Pocos pueden jactarse de haber estado presentes en cada uno de los 99 días que duró la ocupación del Jardín Hidalgo en Coyoacán. El grupo que así lo hizo, si bien no se caracterizó por su elocuencia durante las asambleas ni por su compromiso con las actividades, es el máximo exponente de la indignación que nominalmente nos convoca. Son personas que no necesitan pancartas ni micrófonos para exhibir la injusticia, desigualdad, violencia, marginación, miseria, opresión y muerte de este mundo: las llevan indeleblemente grabadas en el cuerpo. Son los que no esperaron al llamado internacional del 15 de octubre para tomar la plaza: ya vivían en ella y tras nuestra partida la seguirán habitando. Son la manifestación tangible de lo que nos indigna, nuestro argumento favorito y nuestro más agudo problema logístico. Y son también la más triste prueba de nuestras limitaciones.
Indigentes delirantes y violentos, jóvenes drogadictos expulsados de sus casas y niños integrados a una ignominiosa fuerza laboral callejera fueron presencias permanentes en el campamento. El manto de invisibilidad que usualmente los caracteriza fue rasgado tanto por la invasión de su territorio como por su natural interés en apropiarse del campamento para jugar, vender, pertenecer, dormir seguros o comer gratis. No participaron de las asambleas, muy rara vez se integraron a los debates, no accedieron a las redes virtuales, no revolucionaron su conciencia ni desarrollaron sus habilidades, no se integraron en redes de acción social solidaria ni se apropiaron de nuestros deficientes modelos organizativos. Es natural: a quienes viven en la plaza no les hace ningún sentido ocupar la plaza. La pregunta es: ¿tenemos algo real que ofrecerle a aquéllos cuyos intereses abanderamos cuando triunfalmente decimos “somos el 99%”?
Así fuera forzados por los problemas logísticos y de seguridad que estas personas representaron, me consta que muchos acampantes hicimos cotidiano el cuestionamiento en torno a su situación y contradictoria relación con nosotros. Lo que me conflictúa no es, por tanto, la calidad de nuestra sensibilidad, sino nuestra absoluta perplejidad. Tal parece que la creatividad que asumimos como característica constitutiva del movimiento se acaba en las consignas y carteles, porque cuando se trata de sacar de la calle a un grupo concreto de niños no se nos ocurre nada. Hacer un cartel que denuncie la explotación infantil para concientizar a los transeúntes sobre la existencia del problema es sencillo, combatir a las redes que la ejecutan y proporcionar a las víctimas alternativas de vida dignas es lo realmente difícil.

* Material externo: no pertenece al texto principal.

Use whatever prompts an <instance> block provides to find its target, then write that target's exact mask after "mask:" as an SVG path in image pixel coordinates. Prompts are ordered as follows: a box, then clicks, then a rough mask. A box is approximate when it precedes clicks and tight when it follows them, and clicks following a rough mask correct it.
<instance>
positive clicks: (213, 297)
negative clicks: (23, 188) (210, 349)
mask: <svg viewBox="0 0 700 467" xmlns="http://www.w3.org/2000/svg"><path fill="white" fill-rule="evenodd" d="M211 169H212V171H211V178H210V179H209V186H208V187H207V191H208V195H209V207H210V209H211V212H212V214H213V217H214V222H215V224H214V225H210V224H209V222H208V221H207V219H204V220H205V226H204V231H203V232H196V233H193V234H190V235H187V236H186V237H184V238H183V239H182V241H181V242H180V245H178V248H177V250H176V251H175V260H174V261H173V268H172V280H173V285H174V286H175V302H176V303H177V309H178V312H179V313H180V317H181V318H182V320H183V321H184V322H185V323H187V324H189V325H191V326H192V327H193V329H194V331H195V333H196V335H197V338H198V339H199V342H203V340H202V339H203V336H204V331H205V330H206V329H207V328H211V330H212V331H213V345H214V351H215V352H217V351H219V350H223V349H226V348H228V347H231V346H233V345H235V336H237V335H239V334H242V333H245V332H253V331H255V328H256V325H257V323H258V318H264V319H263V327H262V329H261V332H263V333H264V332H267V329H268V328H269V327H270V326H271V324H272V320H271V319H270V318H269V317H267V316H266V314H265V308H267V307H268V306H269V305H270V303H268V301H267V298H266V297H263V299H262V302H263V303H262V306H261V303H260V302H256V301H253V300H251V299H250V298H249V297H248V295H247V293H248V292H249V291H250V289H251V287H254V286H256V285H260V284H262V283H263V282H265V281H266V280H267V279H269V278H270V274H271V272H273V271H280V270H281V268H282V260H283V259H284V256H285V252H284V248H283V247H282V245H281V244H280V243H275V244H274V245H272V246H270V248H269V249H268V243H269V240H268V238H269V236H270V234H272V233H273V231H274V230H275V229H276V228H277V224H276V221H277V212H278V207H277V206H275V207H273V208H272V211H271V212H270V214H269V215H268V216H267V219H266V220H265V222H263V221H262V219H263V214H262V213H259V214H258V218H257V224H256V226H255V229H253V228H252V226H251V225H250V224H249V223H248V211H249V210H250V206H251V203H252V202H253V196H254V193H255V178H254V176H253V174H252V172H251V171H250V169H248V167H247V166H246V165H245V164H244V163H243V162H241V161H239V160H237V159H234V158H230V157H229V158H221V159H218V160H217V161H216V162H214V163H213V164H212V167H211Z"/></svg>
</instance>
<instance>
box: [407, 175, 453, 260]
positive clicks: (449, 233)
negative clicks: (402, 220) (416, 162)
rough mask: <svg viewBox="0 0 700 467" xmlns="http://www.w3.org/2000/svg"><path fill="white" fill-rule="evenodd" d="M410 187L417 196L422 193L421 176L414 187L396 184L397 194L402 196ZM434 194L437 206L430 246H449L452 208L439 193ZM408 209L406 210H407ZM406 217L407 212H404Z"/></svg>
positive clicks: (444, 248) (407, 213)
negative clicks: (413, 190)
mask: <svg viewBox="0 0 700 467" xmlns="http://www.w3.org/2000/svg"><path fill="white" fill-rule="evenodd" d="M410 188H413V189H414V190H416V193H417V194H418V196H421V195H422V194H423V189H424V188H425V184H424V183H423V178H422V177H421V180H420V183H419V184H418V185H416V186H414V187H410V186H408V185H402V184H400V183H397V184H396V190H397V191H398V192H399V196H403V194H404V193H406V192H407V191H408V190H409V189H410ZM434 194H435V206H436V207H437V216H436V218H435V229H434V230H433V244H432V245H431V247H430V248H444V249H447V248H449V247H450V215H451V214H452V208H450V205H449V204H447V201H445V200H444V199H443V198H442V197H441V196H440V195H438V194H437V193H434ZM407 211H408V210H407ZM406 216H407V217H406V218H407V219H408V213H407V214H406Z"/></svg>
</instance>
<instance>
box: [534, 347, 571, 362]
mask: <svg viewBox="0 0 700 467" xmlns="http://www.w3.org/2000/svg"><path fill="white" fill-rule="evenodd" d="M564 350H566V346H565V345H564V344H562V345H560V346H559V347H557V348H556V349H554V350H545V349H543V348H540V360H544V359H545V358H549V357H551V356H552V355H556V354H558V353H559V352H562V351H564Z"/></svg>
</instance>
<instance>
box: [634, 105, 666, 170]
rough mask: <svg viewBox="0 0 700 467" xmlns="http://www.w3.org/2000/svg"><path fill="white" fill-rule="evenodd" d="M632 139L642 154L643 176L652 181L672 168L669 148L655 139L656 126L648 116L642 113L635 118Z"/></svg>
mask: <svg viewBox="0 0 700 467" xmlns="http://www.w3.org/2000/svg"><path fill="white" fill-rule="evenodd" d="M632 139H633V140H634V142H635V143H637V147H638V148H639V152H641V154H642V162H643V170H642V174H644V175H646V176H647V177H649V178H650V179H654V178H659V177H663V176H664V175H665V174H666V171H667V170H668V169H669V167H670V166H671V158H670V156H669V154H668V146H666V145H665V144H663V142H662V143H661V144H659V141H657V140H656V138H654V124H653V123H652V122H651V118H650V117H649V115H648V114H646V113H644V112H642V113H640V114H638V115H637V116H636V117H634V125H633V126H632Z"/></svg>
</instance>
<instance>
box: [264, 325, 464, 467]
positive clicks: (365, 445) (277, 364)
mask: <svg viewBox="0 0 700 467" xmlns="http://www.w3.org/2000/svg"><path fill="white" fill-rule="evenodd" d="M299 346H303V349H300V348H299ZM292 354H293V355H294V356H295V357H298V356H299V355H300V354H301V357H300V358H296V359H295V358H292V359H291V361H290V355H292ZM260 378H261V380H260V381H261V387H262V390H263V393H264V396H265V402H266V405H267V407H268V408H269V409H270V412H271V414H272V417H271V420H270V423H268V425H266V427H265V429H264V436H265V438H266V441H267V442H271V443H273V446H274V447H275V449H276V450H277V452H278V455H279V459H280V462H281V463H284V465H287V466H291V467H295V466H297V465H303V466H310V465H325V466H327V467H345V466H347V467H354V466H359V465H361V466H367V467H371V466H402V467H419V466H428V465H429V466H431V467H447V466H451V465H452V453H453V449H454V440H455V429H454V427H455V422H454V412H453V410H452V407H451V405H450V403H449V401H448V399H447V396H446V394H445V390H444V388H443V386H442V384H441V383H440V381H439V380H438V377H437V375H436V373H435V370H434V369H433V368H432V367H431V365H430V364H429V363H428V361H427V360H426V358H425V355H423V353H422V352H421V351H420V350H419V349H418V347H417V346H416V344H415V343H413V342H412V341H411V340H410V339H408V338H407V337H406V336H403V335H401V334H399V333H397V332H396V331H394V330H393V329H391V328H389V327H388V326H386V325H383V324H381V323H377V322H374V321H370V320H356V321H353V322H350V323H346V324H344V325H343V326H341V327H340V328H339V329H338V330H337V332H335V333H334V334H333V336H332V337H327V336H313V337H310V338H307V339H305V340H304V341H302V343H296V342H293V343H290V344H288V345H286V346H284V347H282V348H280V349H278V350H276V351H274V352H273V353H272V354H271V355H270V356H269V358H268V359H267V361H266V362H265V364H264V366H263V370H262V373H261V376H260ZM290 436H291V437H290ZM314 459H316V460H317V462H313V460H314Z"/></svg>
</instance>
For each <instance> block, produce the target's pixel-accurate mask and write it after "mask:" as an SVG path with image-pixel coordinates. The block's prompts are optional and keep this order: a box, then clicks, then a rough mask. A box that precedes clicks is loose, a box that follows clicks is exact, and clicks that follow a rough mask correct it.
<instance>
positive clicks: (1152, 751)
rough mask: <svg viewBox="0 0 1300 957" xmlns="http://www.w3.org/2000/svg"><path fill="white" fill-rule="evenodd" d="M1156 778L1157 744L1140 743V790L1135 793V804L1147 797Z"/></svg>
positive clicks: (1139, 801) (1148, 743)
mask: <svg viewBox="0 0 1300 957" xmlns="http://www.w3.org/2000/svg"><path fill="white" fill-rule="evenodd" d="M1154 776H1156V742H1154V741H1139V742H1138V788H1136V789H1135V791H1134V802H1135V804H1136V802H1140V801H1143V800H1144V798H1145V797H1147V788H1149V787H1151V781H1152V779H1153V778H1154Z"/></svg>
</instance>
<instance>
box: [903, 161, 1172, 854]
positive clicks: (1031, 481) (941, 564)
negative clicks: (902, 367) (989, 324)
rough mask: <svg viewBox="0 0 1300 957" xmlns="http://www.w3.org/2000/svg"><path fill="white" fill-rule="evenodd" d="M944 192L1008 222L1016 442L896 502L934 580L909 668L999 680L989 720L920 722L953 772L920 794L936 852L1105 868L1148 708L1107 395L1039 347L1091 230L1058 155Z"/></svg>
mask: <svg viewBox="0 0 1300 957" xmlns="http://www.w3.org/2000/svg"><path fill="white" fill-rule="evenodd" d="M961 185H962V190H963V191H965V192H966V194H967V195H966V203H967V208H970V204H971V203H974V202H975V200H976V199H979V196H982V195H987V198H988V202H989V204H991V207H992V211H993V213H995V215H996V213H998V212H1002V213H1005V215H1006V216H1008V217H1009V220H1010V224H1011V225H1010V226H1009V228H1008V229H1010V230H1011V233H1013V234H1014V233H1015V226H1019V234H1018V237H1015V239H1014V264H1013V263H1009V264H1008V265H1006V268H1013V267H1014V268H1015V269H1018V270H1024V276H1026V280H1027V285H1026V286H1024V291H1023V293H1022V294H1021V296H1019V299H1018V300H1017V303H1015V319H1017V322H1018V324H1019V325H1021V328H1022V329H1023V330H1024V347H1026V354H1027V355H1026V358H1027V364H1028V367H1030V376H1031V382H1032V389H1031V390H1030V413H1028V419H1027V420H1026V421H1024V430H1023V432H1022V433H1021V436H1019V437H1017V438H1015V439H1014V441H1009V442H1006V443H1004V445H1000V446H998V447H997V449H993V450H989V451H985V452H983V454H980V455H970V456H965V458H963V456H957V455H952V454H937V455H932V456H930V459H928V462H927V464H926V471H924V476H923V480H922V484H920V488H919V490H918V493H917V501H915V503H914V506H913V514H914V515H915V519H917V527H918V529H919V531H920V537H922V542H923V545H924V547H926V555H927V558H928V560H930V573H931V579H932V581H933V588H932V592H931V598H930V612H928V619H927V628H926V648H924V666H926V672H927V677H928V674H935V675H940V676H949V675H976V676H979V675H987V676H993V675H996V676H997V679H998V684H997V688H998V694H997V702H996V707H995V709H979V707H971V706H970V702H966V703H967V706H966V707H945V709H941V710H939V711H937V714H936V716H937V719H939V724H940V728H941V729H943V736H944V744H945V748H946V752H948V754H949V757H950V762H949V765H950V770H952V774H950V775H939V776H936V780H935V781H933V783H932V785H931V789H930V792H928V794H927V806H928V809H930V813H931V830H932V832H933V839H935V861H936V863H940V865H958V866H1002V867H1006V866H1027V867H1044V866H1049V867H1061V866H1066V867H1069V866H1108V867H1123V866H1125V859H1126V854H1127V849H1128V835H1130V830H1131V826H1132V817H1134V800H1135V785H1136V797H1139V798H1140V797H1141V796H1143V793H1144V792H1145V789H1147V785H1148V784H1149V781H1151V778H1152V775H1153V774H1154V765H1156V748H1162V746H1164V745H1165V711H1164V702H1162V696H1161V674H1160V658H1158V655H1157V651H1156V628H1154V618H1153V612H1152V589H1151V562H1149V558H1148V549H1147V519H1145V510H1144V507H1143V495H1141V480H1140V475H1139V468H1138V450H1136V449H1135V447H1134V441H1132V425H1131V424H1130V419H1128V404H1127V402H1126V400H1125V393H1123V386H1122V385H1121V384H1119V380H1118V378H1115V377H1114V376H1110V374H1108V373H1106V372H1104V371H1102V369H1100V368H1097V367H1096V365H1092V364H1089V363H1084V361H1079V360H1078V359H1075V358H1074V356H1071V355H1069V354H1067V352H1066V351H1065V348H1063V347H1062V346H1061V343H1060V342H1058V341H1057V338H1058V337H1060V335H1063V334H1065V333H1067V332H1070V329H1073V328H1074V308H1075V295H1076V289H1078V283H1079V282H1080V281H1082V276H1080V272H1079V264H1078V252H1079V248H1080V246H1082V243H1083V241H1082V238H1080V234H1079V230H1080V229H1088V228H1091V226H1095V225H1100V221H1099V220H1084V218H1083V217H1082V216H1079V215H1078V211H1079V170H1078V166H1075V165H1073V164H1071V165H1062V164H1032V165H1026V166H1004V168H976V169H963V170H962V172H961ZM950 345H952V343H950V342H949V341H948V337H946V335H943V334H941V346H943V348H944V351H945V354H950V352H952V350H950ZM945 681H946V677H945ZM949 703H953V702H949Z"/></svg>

Al “explicar la Acampada”, labor que fue progresivamente difícil conforme pasaron los días, notamos que había una serie de preguntas que la gente tendía a plantearnos. Una de las primeras, obviamente, era la relativa a los objetivos, con frecuencia asumiendo que la ocupación era un plantón y que el cumplimiento de ciertas metas puntuales era la condición para retirarlo. Había entonces que explicar que no había metas puntuales: el fin del campamento era hacer un campamento. Por supuesto que muchísimas personas asentían, sonreían y nos felicitaban. No les quedaba claro qué rayos hacíamos ni mucho menos cómo participar, llegaban sin tener idea de cómo resolver los grandes problemas y se iban igual, pero sonaba bien eso de la indignación y cada quien lo rellenaba con el enemigo de su predilección: los gringos, el gobierno, los empresarios, la clase política, los neoliberales, etc. Esos intercambios pueden ser entendidos como la perplejidad mirándose al espejo: todos creen saber qué hacer, pero nadie sabe cómo demonios hacerlo y buscamos inútilmente en el otro las respuestas. Y, en lo que los acampantes caemos en cuenta de tan elemental verdad, para lo que tal vez necesitemos 99 días más de asambleas y debates, los indignados de la plaza seguirán vendiéndonos dulces y cigarros.